Flevolander ooien kunnen 3 keer per 2 jaar aflammeren door hun lange bronstperiode. De Flevolander ooi wordt dan gedekt door een beste vleesram, in de meeste gevallen de Texelaar. Geboorteproblemen doen zich zelden voor. Het eerste jaar werpt een Flevolander makkelijk tweelingen, daarna vaak drielingen die de ooi ook zelf kan grootbrengen. De Flevolander bereikt, ondanks de hoge productie, gemiddeld de respectabele leeftijd van 8,5 jaar. Opvallend bij dit ras is dat ze niet gevoelig zijn voor koper en rundvee A brok goed kunnen verdragen. Dit ras past goed in de moderne schapenhouderij, door de jaarrond productie kan men doorlopend voorzien in lamsvlees.

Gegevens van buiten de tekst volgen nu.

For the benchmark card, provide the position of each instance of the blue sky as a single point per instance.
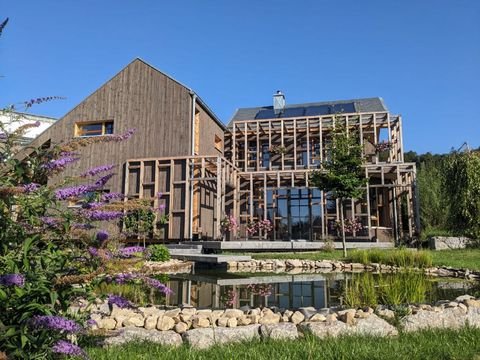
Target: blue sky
(422, 57)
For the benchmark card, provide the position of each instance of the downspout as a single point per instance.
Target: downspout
(190, 220)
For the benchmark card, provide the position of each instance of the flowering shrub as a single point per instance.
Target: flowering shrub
(229, 223)
(264, 226)
(50, 254)
(351, 225)
(383, 146)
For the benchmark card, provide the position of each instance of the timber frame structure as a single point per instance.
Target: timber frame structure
(264, 174)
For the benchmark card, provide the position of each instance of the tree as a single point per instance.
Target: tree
(462, 187)
(341, 174)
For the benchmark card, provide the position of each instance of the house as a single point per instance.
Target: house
(276, 147)
(255, 168)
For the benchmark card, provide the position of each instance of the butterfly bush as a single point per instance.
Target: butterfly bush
(56, 323)
(12, 280)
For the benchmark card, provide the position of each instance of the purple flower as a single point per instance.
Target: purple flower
(95, 252)
(73, 191)
(102, 236)
(28, 188)
(111, 196)
(122, 278)
(97, 170)
(119, 301)
(61, 163)
(157, 285)
(49, 221)
(67, 348)
(130, 251)
(102, 215)
(12, 280)
(58, 323)
(82, 226)
(91, 322)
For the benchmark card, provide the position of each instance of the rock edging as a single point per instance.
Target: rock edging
(326, 266)
(205, 327)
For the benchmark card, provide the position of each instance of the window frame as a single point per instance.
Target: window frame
(79, 125)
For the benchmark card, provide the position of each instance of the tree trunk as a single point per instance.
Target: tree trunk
(342, 228)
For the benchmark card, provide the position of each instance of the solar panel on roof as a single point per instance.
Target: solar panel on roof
(330, 109)
(315, 110)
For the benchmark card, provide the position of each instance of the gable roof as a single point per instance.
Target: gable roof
(199, 99)
(374, 104)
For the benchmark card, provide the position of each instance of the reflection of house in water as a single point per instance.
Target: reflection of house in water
(286, 291)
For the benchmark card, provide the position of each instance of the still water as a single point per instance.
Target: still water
(215, 289)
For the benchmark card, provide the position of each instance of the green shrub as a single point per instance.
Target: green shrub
(159, 252)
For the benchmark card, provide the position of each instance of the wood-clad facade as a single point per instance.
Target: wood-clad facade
(167, 117)
(256, 168)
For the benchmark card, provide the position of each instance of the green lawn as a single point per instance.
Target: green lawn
(466, 258)
(437, 344)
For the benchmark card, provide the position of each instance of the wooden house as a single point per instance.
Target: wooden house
(255, 168)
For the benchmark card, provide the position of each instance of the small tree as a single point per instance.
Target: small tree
(341, 174)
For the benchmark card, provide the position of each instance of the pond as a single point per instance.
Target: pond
(218, 289)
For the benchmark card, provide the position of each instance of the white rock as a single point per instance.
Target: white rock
(165, 323)
(204, 338)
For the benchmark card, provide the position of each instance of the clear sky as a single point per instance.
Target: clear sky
(421, 56)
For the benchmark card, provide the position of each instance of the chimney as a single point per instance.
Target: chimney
(278, 103)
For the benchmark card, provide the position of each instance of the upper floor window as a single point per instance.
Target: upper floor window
(94, 128)
(218, 143)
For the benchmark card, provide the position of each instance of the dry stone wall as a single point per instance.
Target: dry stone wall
(202, 328)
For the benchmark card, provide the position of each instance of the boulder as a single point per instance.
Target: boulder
(308, 312)
(168, 338)
(451, 318)
(293, 263)
(151, 322)
(236, 313)
(204, 338)
(137, 321)
(200, 322)
(173, 313)
(280, 331)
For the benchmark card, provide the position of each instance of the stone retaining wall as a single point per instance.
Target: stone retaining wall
(202, 328)
(295, 266)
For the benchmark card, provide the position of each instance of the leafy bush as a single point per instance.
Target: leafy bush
(158, 252)
(406, 287)
(50, 254)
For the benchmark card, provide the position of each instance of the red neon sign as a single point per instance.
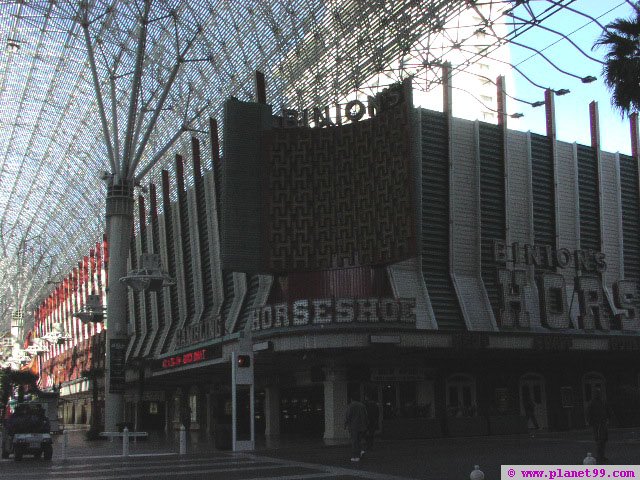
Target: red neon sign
(185, 359)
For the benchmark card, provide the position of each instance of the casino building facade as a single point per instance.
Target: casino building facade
(445, 268)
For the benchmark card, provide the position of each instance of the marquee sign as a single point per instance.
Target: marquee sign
(546, 256)
(334, 311)
(188, 358)
(197, 333)
(595, 312)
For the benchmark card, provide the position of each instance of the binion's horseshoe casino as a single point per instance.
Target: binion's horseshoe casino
(444, 268)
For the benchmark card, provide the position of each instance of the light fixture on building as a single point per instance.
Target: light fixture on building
(37, 347)
(385, 339)
(20, 356)
(92, 311)
(57, 335)
(150, 276)
(13, 45)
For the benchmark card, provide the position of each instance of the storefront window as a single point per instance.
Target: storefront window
(461, 396)
(193, 405)
(408, 407)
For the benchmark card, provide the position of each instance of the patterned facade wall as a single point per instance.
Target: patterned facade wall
(243, 190)
(465, 230)
(589, 198)
(344, 195)
(83, 353)
(519, 211)
(611, 220)
(542, 181)
(465, 194)
(435, 239)
(629, 189)
(568, 221)
(492, 207)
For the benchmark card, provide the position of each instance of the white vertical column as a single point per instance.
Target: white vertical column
(272, 411)
(335, 405)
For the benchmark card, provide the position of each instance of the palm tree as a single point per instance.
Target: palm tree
(621, 69)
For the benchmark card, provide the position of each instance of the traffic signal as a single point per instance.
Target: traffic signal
(244, 361)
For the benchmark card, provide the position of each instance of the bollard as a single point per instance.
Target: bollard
(477, 474)
(183, 440)
(65, 443)
(125, 442)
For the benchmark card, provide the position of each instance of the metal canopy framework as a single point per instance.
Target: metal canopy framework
(52, 148)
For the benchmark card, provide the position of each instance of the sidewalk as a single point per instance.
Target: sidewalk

De Ile de France is rond 1833 ontstaan uit kruisingen met de Leicester en de Merino. Men wilde destijds goede wol en vleeseigenschappen in eenzelfde ras verkrijgen. De Ile de France kent een lang bronstseizoen, heeft een mooie wolkwaliteit en goede vleeseigenschappen.

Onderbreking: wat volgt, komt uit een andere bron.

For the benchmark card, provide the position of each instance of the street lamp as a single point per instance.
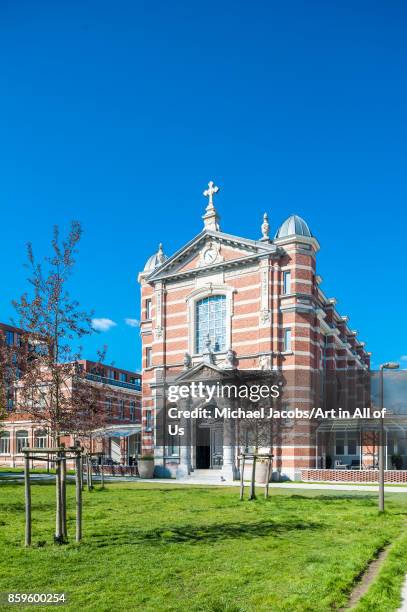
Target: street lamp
(391, 365)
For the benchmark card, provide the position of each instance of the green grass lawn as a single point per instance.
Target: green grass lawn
(163, 547)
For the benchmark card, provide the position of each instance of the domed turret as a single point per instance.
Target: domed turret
(293, 226)
(155, 260)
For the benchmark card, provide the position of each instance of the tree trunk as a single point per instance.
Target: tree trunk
(78, 487)
(27, 500)
(63, 496)
(253, 480)
(242, 477)
(58, 515)
(102, 475)
(266, 484)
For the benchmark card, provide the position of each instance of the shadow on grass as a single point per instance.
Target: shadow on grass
(201, 533)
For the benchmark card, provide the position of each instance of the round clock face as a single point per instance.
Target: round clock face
(210, 255)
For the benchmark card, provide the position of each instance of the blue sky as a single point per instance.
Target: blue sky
(118, 114)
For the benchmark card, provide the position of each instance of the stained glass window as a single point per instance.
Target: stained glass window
(211, 320)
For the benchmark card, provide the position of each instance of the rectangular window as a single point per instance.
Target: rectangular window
(340, 446)
(210, 321)
(173, 446)
(287, 282)
(21, 442)
(5, 444)
(149, 420)
(287, 340)
(109, 407)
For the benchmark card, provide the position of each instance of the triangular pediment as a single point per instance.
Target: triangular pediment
(210, 250)
(203, 371)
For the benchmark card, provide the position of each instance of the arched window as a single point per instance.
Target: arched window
(40, 438)
(210, 319)
(4, 443)
(21, 440)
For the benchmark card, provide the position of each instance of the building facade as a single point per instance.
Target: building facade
(118, 436)
(251, 304)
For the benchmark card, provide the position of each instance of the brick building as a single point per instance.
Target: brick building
(260, 305)
(119, 438)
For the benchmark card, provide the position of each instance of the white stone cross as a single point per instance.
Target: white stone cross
(209, 193)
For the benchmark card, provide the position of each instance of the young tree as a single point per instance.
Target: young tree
(54, 325)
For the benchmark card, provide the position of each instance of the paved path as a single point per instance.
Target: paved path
(16, 477)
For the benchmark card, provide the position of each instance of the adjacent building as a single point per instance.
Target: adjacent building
(119, 435)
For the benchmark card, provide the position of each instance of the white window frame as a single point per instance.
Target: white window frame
(5, 436)
(199, 294)
(345, 436)
(286, 348)
(18, 438)
(286, 275)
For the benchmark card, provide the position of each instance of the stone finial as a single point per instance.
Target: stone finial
(160, 254)
(187, 361)
(265, 228)
(207, 353)
(211, 217)
(230, 358)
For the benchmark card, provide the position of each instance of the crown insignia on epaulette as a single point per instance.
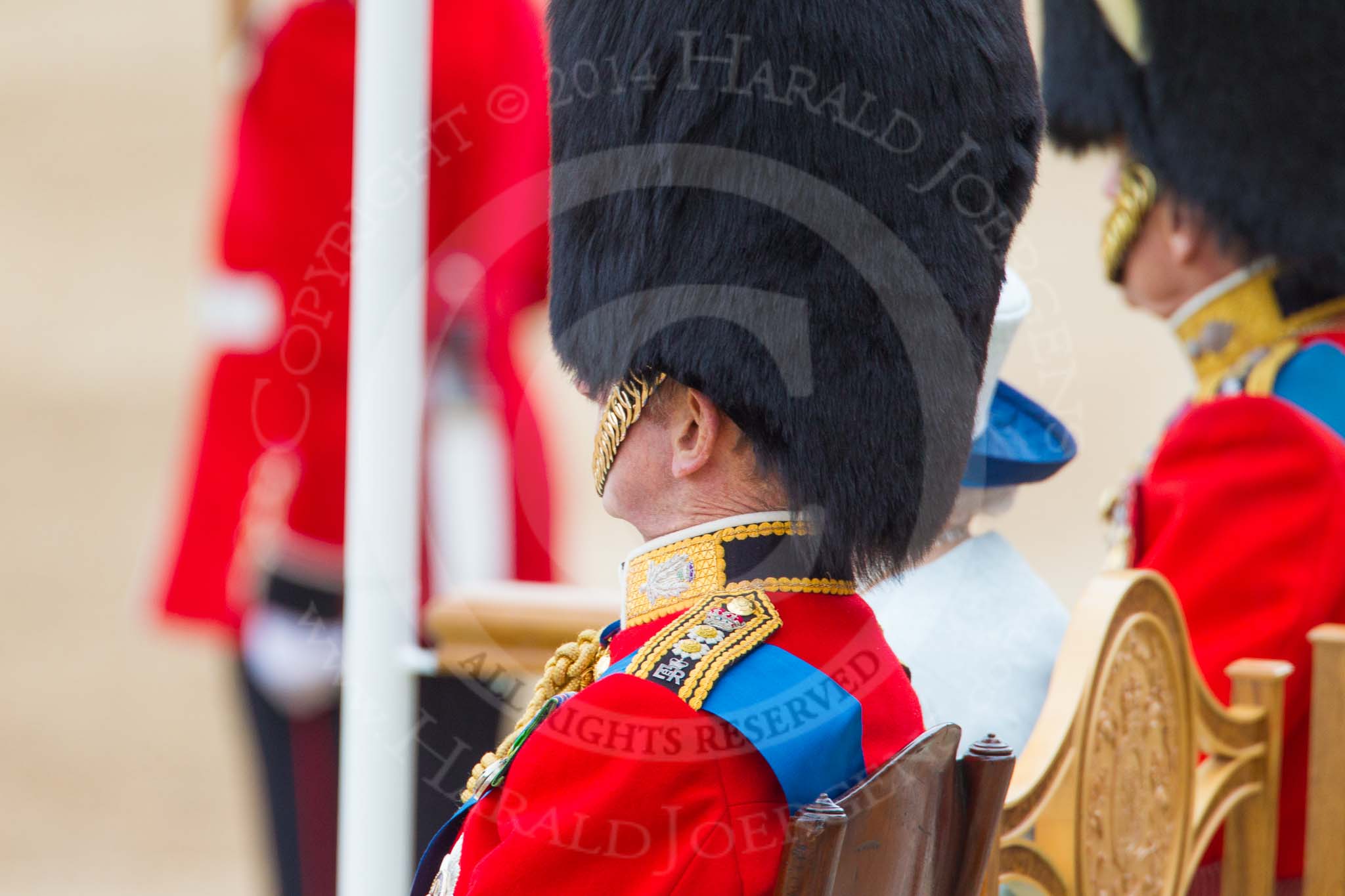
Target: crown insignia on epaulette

Het Finse Landschaap is bijzonder vruchtbaar. Drie en vierlingen zijn normaal en worden vaak zonder hulp geboren. De ooi kan met gemak drie of vier lammeren zogen. Het Finse schaap behoort tot de kortstaart schapen. De Fin geeft niet veel wol maar wel met een hele mooie, zachte kwaliteit. Het Finse Landschaap wordt over de hele wereld ingezet bij andere rassen om de lammerproduktie te verhogen.